Kellogg's 'what you've got' directive applies equally well to ordinary distance runs, particularly for marathoners immersed in high-mileage regimens that result in large day-to-day fluctuations in perceived effort at a particular pace. While training for the 2001 Boston Marathon, I reached a peak of 145 miles in a week and averaged close to 110 over a ten-week stretch. For me, this was heretofore uncharted territory, so I was careful to approach every recovery run with a measure of caution, beginning each run at perhaps 7:30 pace. During the course of the run I would discover whether 7:00 pace would be as fast as I could run comfortably or whether I'd be able to dip under 6:00 pace for the last couple of miles; the key was working with my body's constraints for that day, not against. The result was a 2 1/2 minute personal best.
The trick to harmonizing effort with speed? In a word, relaxation. \"It is of paramount importance that you learn to relax your body when running—even when running hard.\" Relaxation, notes Kellogg, is synonymous with efficiency and economy; that is, tantamount to using the fewest number of muscle motor units—a motor unit is a nerve and all the muscle cells it supplies—and the least amount of oxygen necessary to sustain a given pace. Says Kellogg, \"Running with a stabilized heart rate, breathing pattern, and perceived effort level, i.e., running in a so-called 'steady state,' also allows runners to enlist the most oxidative muscle fibers for as long as possible, thereby forestalling the inevitable spike in anaerobic energy production and the associated struggling and tying up. In simple terms, you should avoid getting in trouble early in your workouts and races and you should stay out of trouble as long as possible.\"
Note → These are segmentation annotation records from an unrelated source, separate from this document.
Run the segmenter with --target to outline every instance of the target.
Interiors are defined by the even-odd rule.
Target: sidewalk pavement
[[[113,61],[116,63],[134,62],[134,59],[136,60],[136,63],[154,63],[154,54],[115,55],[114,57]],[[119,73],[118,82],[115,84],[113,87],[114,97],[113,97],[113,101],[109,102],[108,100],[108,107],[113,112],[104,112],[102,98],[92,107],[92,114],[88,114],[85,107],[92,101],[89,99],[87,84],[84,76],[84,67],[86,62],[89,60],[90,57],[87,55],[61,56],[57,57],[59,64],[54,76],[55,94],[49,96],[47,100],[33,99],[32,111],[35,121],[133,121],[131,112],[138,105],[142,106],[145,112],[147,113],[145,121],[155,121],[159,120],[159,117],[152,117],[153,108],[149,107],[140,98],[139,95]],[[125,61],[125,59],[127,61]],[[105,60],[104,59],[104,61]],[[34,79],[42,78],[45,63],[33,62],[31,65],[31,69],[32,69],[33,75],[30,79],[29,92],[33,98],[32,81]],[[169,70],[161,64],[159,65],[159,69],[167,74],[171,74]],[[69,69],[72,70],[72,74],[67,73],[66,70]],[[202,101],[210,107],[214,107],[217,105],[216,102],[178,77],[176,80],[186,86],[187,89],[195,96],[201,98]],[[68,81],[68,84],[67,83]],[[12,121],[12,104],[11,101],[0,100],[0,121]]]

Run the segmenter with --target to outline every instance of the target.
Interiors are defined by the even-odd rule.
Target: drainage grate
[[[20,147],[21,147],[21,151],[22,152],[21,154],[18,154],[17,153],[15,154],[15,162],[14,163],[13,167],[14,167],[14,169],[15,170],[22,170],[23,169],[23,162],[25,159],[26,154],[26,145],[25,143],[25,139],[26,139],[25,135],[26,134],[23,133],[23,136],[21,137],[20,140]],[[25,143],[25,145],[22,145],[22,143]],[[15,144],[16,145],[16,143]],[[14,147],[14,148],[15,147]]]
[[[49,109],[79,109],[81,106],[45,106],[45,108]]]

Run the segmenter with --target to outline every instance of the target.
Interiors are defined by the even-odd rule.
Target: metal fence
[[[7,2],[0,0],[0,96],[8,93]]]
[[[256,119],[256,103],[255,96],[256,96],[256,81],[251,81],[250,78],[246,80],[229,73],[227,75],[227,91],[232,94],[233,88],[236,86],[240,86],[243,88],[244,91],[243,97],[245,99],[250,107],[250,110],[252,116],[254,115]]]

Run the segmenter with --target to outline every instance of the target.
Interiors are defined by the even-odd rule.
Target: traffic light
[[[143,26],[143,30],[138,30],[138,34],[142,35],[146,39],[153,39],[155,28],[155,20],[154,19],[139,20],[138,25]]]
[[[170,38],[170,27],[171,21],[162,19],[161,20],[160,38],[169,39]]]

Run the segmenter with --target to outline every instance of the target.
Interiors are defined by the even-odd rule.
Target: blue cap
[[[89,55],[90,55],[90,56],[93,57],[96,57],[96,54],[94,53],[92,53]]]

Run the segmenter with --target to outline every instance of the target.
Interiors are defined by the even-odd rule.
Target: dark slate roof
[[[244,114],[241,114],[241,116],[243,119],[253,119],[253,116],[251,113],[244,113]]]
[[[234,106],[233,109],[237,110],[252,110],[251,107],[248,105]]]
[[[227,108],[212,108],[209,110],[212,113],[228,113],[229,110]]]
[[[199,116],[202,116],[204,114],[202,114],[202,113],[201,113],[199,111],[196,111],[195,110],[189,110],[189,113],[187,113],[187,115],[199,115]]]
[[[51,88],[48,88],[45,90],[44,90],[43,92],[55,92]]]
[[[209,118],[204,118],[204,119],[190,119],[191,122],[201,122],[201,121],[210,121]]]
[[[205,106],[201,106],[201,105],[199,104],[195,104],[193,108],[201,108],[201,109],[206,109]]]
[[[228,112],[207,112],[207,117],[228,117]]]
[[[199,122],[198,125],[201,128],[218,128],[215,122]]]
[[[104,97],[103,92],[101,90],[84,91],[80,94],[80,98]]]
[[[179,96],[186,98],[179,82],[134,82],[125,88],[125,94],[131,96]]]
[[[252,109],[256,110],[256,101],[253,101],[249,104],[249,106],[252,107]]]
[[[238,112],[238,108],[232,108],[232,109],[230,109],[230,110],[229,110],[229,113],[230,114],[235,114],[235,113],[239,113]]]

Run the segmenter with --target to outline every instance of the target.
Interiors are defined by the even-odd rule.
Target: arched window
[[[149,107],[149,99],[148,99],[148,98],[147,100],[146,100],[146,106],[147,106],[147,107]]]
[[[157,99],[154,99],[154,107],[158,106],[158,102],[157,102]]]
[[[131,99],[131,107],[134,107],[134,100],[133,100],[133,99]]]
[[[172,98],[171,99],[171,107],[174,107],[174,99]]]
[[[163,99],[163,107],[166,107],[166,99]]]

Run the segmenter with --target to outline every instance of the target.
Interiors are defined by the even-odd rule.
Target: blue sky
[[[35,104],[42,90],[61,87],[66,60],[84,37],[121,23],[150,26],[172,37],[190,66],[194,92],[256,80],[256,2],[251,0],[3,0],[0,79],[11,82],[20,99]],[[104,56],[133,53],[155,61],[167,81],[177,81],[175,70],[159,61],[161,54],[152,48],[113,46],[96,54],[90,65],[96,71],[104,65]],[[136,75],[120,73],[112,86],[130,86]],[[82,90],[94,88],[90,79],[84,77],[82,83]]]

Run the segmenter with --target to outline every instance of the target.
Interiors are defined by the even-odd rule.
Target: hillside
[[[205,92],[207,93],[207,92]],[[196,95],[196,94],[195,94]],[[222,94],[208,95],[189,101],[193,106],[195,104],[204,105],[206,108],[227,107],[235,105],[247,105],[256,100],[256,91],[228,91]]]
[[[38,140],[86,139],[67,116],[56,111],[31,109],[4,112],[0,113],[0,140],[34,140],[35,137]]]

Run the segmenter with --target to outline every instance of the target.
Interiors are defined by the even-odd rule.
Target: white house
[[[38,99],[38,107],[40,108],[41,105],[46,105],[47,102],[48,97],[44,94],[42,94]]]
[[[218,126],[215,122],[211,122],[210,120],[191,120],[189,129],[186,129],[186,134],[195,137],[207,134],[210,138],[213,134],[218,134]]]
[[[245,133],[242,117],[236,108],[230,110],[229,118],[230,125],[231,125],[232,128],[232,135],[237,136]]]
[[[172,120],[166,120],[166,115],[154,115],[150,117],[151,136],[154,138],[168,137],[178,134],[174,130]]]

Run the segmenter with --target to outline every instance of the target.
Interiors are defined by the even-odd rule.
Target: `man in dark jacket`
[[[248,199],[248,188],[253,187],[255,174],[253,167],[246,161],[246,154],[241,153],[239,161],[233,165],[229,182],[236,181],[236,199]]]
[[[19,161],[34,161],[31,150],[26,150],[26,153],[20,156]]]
Kellogg likens the distribution of effort in a tempo run or high-end aerobic run to that of a motorist driving across town, timing the car's speed so as to encounter only green traffic lights. Such a practice, he points out, is efficient, fairly comfortable, conserves energy, and involves the least risk of having a wreck or getting pulled over for running red lights. Trying to drive in such a manner as to actually hit all the green lights requires finding out how long the lights remain green, ensuring a properly working automobile, and keeping enough gas in the tank to get across town. Trial and error would be necessary to quantify these variables. It's the same thing in running: competitors need to practice finding their high-end effort by feel, and must have some running background (that is, experience with different paces) in order to do an effective high-end run.
In simpler terms: Allow the tempo to come to you. By reining in your competitive impulses earlier in your runs and workouts for the express purpose of expanding their benefit, you'll find that patience pays off as strongly in training as it does in your racing.